If I had to devise an alternative label for the practice though, I’d suggest “nostalgic gaming”. Granted, the word “nostalgic” is often associated with “old” and “outdated” – and arguably thus a synonym for “retro” at the end of the day – but I believe there’s greater flexibility there. It isn’t necessarily tied to a specific era, and perhaps most importantly, welcomes individual preferences and sentimentality. It’s not about a broad definition based on console generations or a set year, but rather your own fondness for an older release, or older games in general. It’s about going back to or sticking with an old favourite, or seeking out brand new favourites from yesteryear.

Now, even if we were to redefine the broad definition of retro gaming as nostalgic gaming, there would need to be a cut-off. I mean, it would be silly to suggest that anyone who has stuck with NBA 2K23 instead of moving on to NBA 2K24 is retro or nostalgic gaming! Active online support could reasonably disqualify a game from such a classification, but then again, NBA 2K22’s servers were only shut down last year, while NBA Live 18’s online modes are still accessible. Thus, I’d suggest it’d have to be a combination of factors: discontinued online support, possibly no longer in digital stores, from the prior gen or earlier, and preferably at least five years old.

Allen Iverson on All-Time Georgetown in NBA 2K17

In my opinion, that should account for pretty much any game that we can feasibly describe as retro or nostalgic; especially in series that have traditionally had annual releases. If NBA 2K17 and NBA Live 18 are too recent to be retro, they’re certainly old enough to be nostalgic at this point. Playing them in lieu of NBA 2K24 is doing something out of the norm, or at least, not what publishers are hoping. It’s helpful to have a term for doing that, and if retro gaming doesn’t quite fit, then nostalgic gaming surely does. “Throwback gaming” is another alternative, and one that’s quite fitting for sports titles, lining up with both the concept of, and common slang for, retro uniforms.

Whatever the label, it’s vital that we continue to normalise retro gaming. There’s less stigma to it than there once was, but it still draws sneering questions about how we can possibly enjoy something so old, as well as accusations of nostalgic bias when we dare to criticise a new release. With all due respect, when an old game holds up, and the latest release is less fun on the sticks and riddled with microtransactions, opting for the latter just because it’s new is a far more baffling choice! I’d rather be seen as out of touch for liking what I like, rather than try to deceive myself into enjoying something just to be trendy. In time, most people do come around to that mindset.

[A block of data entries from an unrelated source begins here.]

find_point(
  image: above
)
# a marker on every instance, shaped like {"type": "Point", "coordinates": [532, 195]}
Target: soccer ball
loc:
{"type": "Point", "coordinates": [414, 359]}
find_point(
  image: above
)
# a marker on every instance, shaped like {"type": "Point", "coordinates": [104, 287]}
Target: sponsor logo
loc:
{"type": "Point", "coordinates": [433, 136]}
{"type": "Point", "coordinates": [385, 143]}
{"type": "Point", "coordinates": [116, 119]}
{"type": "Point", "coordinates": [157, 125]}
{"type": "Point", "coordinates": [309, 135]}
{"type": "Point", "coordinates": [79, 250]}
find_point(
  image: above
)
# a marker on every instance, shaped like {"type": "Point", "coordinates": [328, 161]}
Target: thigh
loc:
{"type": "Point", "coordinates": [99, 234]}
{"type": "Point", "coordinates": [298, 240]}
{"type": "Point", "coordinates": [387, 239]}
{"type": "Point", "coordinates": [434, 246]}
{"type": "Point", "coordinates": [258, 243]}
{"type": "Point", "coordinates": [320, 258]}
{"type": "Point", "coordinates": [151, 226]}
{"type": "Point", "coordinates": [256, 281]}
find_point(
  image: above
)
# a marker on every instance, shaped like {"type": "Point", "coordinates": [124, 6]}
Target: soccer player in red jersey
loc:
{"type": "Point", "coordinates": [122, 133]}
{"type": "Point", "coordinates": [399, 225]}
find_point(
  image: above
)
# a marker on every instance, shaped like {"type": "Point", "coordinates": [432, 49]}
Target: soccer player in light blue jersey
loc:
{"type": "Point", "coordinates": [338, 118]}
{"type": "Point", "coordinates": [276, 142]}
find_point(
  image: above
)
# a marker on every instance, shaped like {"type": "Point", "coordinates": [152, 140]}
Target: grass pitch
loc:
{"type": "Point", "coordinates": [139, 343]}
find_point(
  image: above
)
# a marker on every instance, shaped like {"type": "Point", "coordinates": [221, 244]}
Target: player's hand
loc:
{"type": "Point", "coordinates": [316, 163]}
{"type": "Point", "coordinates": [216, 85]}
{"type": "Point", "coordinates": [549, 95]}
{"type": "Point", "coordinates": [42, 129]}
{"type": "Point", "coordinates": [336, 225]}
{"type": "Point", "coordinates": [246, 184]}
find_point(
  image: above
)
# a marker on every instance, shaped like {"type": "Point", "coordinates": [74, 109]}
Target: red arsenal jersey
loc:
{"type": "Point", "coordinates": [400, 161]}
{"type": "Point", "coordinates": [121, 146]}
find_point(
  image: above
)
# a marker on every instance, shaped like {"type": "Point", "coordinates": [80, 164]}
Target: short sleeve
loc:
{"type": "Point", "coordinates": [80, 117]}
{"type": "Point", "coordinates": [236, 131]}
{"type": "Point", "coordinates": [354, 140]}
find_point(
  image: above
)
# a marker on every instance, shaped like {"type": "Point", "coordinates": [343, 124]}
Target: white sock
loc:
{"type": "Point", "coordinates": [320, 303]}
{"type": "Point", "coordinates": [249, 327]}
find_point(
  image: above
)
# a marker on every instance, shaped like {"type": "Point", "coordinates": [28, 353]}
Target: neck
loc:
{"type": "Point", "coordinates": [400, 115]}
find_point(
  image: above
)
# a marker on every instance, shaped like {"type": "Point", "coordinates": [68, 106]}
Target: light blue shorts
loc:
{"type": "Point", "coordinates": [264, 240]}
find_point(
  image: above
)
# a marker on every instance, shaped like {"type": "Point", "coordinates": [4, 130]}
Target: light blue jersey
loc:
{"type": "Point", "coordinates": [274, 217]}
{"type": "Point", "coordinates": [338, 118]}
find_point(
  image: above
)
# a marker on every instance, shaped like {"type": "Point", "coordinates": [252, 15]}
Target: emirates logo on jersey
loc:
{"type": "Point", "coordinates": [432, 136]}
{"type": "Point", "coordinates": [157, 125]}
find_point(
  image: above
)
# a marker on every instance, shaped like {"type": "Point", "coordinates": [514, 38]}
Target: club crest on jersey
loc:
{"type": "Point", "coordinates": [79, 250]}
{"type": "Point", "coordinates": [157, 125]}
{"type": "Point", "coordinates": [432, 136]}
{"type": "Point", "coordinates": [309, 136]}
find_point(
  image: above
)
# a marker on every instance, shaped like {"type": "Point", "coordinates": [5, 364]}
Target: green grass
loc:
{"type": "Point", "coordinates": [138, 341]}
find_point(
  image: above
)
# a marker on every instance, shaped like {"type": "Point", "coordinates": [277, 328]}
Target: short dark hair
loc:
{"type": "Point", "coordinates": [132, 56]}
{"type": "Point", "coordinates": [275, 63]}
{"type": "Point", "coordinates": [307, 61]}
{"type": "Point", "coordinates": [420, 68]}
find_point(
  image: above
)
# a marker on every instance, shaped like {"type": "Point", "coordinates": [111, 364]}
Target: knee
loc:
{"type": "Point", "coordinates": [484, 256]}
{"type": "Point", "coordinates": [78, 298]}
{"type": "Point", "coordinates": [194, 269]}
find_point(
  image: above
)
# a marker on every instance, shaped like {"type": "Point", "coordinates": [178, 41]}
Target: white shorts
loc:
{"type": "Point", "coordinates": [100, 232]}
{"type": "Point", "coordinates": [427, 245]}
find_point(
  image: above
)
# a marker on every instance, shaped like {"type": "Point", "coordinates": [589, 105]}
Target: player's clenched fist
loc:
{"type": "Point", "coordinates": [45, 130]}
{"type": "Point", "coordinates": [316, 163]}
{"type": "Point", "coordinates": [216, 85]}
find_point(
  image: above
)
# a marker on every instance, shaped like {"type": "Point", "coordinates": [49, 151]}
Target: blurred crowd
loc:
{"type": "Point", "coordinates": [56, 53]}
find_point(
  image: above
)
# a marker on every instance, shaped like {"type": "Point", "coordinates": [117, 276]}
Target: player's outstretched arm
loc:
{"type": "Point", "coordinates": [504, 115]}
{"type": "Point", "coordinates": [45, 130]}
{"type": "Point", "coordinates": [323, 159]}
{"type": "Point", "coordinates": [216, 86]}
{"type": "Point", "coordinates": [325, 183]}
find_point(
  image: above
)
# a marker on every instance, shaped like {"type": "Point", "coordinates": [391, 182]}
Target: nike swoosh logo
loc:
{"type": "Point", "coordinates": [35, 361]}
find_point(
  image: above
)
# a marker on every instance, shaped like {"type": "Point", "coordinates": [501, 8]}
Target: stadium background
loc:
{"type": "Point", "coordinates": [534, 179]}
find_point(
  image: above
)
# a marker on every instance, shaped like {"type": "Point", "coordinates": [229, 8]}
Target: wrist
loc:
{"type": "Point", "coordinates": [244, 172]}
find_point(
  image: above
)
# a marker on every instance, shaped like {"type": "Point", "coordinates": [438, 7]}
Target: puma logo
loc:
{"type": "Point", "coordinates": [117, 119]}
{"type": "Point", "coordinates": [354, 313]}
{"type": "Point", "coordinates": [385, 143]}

As for the terminology, it’ll no doubt remain an interesting and sometimes contentious issue in gaming discourse. There’s merit in a definitive cut-off point that won’t change over time because it refers to a specific era, but I personally favour the more fluid, colloquial usage of retro gaming to describe the act of, and preference for, playing games that aren’t recent releases. There are obviously some interchangeable terms here – retro, vintage, classic, nostalgic, throwback, etc. – and perhaps in time, they’ll each come to refer to different eras and preferences. Until then, you can always just say that you like sticking with, or going back to, old favourites. I know I certainly do!